Auch hier will Heinen zwar eine positive Tendenz ausgemacht haben, weil die Zerstörungswut nachgelassen habe. Aber von einer Wende spricht er nicht. „Mit Blick auf den Vandalismus und die Hundeproblematik muss man auch berücksichtigen, dass das Wetter im Sommer weniger Badegäste als sonst angezogen hat“, erklärt Heinen. Außerdem habe das Wasser lange hoch gestanden und den Strand so verkleinert.

Neuen Sand hat die Stadt Jülich diesmal im Frühjahr übrigens nicht am Strand aufschütten lassen. „Das ist wie Eulen nach Athen tragen“, schildert Heinen. Sobald frischer Sand aufgeschüttet sei, dauere es wenige Wochen, bis er verunreinigt sei. Direkt und indirekt tragen die Besucher die Schuld. Einerseits, weil sie ihren Müll liegenlassen, andererseits, weil sie verbotenerweise die Wasservögel füttern. Das führt in der Folge zu einem verkoteten Strand.

Als problematisch stuft der Ortsvorsteher den Wildwuchs des Bärenklaus ein.
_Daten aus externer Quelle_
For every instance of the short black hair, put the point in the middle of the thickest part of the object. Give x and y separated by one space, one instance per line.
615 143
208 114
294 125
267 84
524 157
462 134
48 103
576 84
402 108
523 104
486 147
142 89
Die giftige, invasorische Pflanze, die einheimische Gewächse verdrängen kann, breitet sich vor allem am nahen Rurufer wieder stark aus. In streng geschützten sogenannten FFH-Gebieten ist es Vorschrift, fremde Pflanzen zu bekämpfen, die andere verdrängen. „Leider fehlt es an den finanziellen Mitteln. Da muss eine Lösung gefunden werden, die Bärenklau-Samen haben sich schon wieder verteilt“, sagt Heinen.